You got Rs. 10 lacs with you. You know you would need the money or at least some portion of it within 3 years.
Where would you invest that money? A Bank Fixed Deposit or a Debt Mutual Fund?
Let’s assume debt mutual funds have as low risk as FDs and FDs are as flexible as debt MFs. The only difference is in tax treatment. And that both return 8%.
After 1 year, you need Rs 2 lacs.
How much tax will you pay in a bank fixed deposit?

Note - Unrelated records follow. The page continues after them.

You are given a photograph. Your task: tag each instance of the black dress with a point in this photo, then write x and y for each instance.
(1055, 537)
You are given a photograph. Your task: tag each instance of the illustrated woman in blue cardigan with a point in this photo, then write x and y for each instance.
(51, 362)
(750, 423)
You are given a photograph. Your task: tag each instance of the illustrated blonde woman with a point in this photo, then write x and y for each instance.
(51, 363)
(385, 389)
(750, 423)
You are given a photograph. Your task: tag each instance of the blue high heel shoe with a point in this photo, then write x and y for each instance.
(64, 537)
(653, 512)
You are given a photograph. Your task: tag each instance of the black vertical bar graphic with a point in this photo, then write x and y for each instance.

How much tax will you pay in a debt mutual fund?
Will the tax amounts be the same? After all, FD interest income and the short term capital gains in a debt fund get taxed at your marginal tax rate. Or different?
While we do this analysis, let’s assume debt mutual funds and fixed deposits are the same on all the aspects except for taxation. Let’s assume debt funds carry as low risk as bank FDs and bank FDs are as flexible as debt funds.
Read: Bank Fixed Deposit vs. Debt Mutual Funds
Taxation of Fixed Deposits and Debt Mutual Funds
Interest income from fixed deposits is taxed at your slab rate (marginal income tax rate).
When it comes to debt mutual funds, there is no income tax (capital gains tax) implication until you sell MF units. If you sell the units within 3 years of purchase, the resulting capital gain is short term capital gain and is taxed at your marginal income tax rate. So, no difference in taxation between a bank FD and debt MF if you need the funds within 3 years. We will discuss an interesting point even about this later in the post.
If you sell the debt mutual fund units after holding for 3 years, the resulting capital gain qualifies as long term capital gain. The tax regime is quite benign for long term capital gains (LTCG). LTCG is taxed at 20% after accounting for indexation.
Therefore, if the investment horizon is greater than 3 years, a debt mutual fund is a better choice from the point of view of taxation, if you are in 20% or 30% tax bracket. If you are in 5% tax bracket, a bank fixed deposit will win over a debt fund.
What if I need or may need the funds before 3 years?
We discussed earlier in the post that if you need (or sell) the investment before 3 years, you can be indifferent between a debt fund or a bank fixed deposit (assuming same risk-return profile). However, that is not really the case. Let’s see how.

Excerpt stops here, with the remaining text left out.